What is Bahasa Indonesia?

Bahasa Indonesia is the official language of Indonesia, and is spoken by more than 200 million people. It is a standardized language, and primarily serves as a second language for people in Indonesia to help them communicate with one another. Less than 30 million people speak Bahasa Indonesia as their native tongue. Bahasa Indonesia is sometimes referred to by people outside of Indonesia simply as Indonesian, or even as Bahasa. The name itself means “language of Indonesia,” and so calling it Bahasa is viewed by many as an incorrect abbreviation, since this means simply “language.”

Bahasa Indonesia took a popular dialect of the Malay language spoken throughout the Malay peninsula, and standardized it to be used as the national language of Indonesia after independence was declared in 1945. Speakers of Bahasa Indonesia can communicate with and understand speakers of Malay, and visa versa – the distinction between Malay and Bahasa Indonesia as discrete languages is more a matter of political significance than anything else.

Bahasa Indonesia has adopted a great deal of words from other languages, particularly from Dutch.
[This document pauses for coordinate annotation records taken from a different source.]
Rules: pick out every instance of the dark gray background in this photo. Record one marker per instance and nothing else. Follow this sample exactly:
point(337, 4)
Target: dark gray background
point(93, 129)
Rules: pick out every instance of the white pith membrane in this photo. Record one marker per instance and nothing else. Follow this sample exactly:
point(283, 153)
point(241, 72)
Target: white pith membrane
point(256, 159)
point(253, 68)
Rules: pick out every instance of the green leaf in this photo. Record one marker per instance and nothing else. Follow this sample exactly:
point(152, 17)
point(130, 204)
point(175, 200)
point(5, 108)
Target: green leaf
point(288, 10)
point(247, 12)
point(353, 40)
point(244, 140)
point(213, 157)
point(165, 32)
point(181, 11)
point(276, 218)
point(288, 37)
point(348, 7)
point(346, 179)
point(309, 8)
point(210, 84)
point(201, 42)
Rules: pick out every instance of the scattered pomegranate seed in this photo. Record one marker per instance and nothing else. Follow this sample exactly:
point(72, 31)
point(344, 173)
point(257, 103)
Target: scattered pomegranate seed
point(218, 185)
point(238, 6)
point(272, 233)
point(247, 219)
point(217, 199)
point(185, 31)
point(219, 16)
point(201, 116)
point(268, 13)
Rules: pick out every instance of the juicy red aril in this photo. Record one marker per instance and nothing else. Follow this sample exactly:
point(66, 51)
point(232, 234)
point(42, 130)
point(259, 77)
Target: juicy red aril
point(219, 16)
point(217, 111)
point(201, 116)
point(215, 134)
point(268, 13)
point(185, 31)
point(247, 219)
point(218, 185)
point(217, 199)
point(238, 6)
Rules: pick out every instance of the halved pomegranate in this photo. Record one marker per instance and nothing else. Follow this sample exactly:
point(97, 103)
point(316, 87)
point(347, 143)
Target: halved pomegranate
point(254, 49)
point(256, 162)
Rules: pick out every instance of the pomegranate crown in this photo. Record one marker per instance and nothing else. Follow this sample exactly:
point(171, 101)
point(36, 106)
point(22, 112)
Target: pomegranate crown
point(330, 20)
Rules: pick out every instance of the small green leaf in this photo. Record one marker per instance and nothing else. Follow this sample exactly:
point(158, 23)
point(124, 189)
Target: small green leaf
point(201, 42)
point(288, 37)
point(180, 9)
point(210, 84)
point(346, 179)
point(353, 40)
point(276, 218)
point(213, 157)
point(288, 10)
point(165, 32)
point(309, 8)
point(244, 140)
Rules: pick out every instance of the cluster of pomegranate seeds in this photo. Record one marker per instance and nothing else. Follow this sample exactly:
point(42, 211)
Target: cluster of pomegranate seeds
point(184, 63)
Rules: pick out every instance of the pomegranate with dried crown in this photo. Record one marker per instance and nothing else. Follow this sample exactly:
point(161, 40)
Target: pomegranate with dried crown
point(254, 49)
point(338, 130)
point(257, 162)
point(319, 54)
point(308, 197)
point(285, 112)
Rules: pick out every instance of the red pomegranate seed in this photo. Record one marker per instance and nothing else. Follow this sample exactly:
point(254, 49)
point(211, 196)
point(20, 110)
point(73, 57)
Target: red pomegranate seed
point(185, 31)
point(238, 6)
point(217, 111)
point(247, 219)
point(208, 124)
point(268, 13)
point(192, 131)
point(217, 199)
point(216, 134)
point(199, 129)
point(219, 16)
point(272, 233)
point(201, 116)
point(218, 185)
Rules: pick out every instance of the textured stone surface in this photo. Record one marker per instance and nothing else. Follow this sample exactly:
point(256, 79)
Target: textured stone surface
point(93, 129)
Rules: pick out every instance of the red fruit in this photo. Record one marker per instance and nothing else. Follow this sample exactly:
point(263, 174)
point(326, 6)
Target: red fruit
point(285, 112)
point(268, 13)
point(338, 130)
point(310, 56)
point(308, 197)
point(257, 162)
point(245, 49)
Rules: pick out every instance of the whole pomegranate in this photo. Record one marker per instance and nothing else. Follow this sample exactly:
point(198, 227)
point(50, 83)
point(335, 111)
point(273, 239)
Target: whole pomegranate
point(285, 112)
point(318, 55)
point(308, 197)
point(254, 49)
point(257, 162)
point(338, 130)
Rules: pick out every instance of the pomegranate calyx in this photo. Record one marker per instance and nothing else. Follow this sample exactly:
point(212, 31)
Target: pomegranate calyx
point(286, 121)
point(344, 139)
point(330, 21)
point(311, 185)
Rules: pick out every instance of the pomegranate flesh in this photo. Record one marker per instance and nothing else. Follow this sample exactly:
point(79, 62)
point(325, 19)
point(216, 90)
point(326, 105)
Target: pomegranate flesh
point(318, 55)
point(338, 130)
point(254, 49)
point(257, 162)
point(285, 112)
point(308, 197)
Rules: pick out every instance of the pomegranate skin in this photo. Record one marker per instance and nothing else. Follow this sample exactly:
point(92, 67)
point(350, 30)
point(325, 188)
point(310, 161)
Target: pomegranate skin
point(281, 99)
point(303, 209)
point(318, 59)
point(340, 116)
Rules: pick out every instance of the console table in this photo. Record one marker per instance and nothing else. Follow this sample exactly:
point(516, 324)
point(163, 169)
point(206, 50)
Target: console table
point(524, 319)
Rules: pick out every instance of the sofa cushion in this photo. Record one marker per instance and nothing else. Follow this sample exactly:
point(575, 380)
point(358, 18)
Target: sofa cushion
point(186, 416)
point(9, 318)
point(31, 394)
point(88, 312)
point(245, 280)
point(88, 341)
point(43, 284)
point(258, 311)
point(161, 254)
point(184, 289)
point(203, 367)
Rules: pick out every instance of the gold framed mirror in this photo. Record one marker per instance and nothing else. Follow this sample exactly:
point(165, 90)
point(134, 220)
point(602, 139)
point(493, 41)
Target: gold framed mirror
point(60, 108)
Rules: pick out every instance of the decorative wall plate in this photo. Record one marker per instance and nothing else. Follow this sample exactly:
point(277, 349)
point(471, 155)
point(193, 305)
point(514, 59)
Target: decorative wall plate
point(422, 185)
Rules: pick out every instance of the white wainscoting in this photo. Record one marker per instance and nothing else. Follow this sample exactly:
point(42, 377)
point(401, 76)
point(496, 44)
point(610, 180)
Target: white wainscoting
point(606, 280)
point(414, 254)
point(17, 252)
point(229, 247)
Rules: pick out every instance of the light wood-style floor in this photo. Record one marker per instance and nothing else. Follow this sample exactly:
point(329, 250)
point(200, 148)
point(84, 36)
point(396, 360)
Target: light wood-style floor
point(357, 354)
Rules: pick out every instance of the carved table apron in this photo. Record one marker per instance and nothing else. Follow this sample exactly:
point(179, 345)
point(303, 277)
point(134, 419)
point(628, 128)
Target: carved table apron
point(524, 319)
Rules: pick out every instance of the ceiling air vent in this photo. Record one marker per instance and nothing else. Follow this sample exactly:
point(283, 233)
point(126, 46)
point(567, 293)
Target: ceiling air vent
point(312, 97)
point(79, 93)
Because much of Indonesia was a territory of the Netherlands, the Dutch lent an enormous quantity of words to Bahasa Indonesia, which span all areas of the vocabulary. These words have tended to change somewhat upon their adoption, to become closer in pronunciation to the sound of standard Bahasa Indonesia, especially when there are groups of many consonants – a situation uncommon in Bahasa Indonesia itself. Indonesia is a predominantly Muslim country, and so Arabic also plays an important role in the religious life of its people, and a number of Arabic words have also been adopted into Bahasa Indonesia.

The structure of Bahasa Indonesia is fairly basic when compared to some other languages, and speakers of English usually find it relatively easy to acquire. Pluralizing words in Bahasa Indonesia is done by simply repeating the word, so that monyet means “monkey,” and monyet-monyet means “monkeys.” There are no tenses in Bahasa Indonesia – time is related by using distinct time words – and verbs do not conjugate to refer to person or quantity either. Most words also have no gender distinction, so that the word for “brother” and “sister” is the same word: adik, meaning “sibling.”